A method for cross-rolling magnesium alloy features that the magnesium alloy plate blank is rolled by rolling mill with S-shaped upper and lower working rollers in same shape and structure, the rolling roller has a straight end, the length of rolled piece is less than 10% in the first two passes, the length of rolled piece is less than 20% in the third pass, the magnesium plate is rolled transversely by rotating it by 90 deg. in the fourth pass, the upper and lower working rollers are moved leftwards and rightwards symmetrically in the fifth pass, and the rolling rate is less than 15%, and the sixth and seventh passes are rolled by moving them leftwards and rightwards symmetrically and rolling them with straight segment of working roller, the sixth pass rolling rate is less than 10% and the seventh pass rolling rate is less than 1%.

Description

Method for cross rolling of magnesium alloy

Technical Field

The invention belongs to the technical field of rolled magnesium alloy plates, and particularly relates to a magnesium alloy cross rolling method.

Background

The magnesium alloy is a metal material widely applied in engineering at present, the main processing mode is rolling at present, the rolling edge crack damage is a key factor influencing the production of magnesium alloy plates, no complete theory is provided at present to explain the mechanism and the elimination method of the edge crack damage, and only the continuous optimization processing method can be adopted to reduce the edge crack degree of rolled pieces. The traditional processing method has the defects that the pressing system and the rolling speed distribution in the processing technology are unreasonable, the crystal grains cannot be effectively refined, the edge crack degree in the processing process is serious, the product percent of pass is low, and the raw material loss is serious.

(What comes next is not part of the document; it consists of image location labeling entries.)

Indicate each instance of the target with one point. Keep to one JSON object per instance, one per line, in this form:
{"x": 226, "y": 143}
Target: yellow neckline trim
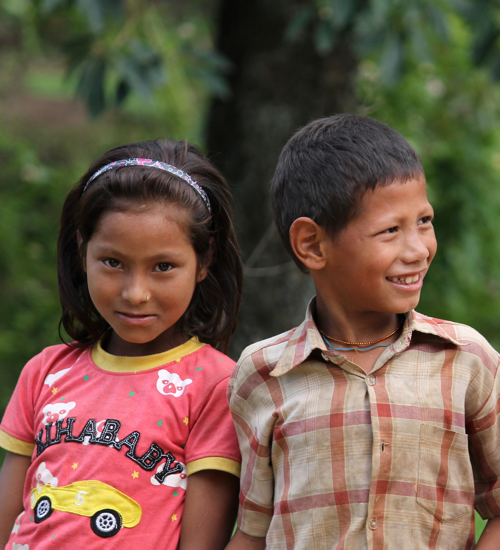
{"x": 114, "y": 363}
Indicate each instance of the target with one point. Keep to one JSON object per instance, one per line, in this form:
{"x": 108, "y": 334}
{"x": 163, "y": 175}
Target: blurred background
{"x": 237, "y": 78}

The rolling mill roll system has great influence on the rolling of the magnesium alloy plate strip. At the present stage, a plurality of roll types are designed for rolling magnesium alloy plates, and the rolling reduction and the rolling force of the edge of the plate cannot be well controlled, so that the thickness variation of the edge of a rolled piece is inconsistent with the thickness variation of the middle of the rolled piece, the edge crack degree of the rolled plate is serious, and the plate shape and the quality of a finished product cannot be ensured.

Disclosure of Invention

The invention aims to provide a method for cross rolling of magnesium alloy, which can effectively overcome the defects in the prior art.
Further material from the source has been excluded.